A hard gust of wind blows, the rustling of leaves the only thing to be heard as silence thickens the tension between us.
“Look, I’m sorry about the other day. I feel like shit for snapping at you. It’s just… there’s things I don’t want to talk about and that’s one of them.” His face goes hard, his tone cold. My eyes fall to his stomach where I saw the scar.
“Why can’t you tell me?”
He tugs on the strap of his bags again, averting his eyes.
“I just can’t.”
Biting my cheek I nod. It hurts to think he can’t trust me. We used to tell each other everything.
“You want to come over for dinner?” he asks. His face is scrunched in that cute way as if he’s scared to ask me over for dinner, like I might object.
My heart melts that he wants to cook for me. It’s every girl’s dream to have a guy they like make dinner for them. Maybe I am over thinking him not telling me about the scar. Maybe it’s something stupid that happened in the ring and he’s legally not allowed to talk about it.

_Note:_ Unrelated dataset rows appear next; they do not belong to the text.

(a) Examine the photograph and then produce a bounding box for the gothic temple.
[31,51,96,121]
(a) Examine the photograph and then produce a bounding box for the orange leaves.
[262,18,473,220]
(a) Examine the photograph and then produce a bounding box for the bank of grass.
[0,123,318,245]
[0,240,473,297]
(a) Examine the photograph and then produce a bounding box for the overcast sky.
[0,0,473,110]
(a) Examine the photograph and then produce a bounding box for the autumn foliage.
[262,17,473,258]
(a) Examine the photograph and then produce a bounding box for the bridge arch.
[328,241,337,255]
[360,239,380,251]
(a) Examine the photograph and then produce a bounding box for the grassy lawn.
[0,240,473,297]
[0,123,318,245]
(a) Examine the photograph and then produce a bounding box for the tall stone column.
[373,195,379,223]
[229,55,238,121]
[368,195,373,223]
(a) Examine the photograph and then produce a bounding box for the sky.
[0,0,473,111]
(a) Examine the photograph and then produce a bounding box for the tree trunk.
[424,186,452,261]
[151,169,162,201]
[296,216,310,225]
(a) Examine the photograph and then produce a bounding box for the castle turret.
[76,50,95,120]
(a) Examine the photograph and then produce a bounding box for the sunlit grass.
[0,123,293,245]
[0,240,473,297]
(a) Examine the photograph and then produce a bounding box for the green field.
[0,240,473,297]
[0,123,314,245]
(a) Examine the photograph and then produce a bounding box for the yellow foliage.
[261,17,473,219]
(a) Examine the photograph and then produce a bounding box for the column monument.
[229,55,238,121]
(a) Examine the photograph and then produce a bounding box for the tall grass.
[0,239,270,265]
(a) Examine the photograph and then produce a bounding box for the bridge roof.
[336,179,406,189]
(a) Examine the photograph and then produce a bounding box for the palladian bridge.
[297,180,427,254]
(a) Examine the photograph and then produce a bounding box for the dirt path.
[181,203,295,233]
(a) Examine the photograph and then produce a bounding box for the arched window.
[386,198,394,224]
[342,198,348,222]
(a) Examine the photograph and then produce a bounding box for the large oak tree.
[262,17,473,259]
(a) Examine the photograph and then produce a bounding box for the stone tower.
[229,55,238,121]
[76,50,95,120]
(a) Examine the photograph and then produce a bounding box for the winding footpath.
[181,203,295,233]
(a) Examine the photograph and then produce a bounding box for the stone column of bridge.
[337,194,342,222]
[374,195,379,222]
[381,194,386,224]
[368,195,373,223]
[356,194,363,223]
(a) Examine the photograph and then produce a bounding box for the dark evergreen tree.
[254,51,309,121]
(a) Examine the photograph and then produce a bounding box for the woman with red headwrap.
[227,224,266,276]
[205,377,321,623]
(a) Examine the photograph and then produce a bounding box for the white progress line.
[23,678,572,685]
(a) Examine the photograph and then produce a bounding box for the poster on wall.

“I appreciate the offer, but I already cooked dinner for everyone tonight,” I inform kindly.
“Maybe another time?” he mutters under his breath, looking down at his feet. My heart sinks with the objection and I rethink my statement. Maybe I can eat with my family, and eat again.
“Damnit Journey!” Dad hollers from inside. Both Camden and I look back at the house.
“I better get going,” I whisper, still looking at the house.
“Sounds like it,” he chuckles.
“Where the hell are my Twinkies!” Dad barks from inside the house. The sound of a slamming cabinet, loud and angry. He’s irate.
Turning, I sprint inside the house to find my dad rifling through drawers, and Journey sitting on a counter with a frustrated look on her face.
“They’re gone,” I inform, unwrapping the salmon I cooked. I inhale a sharp breath, waiting for this fight to escalate.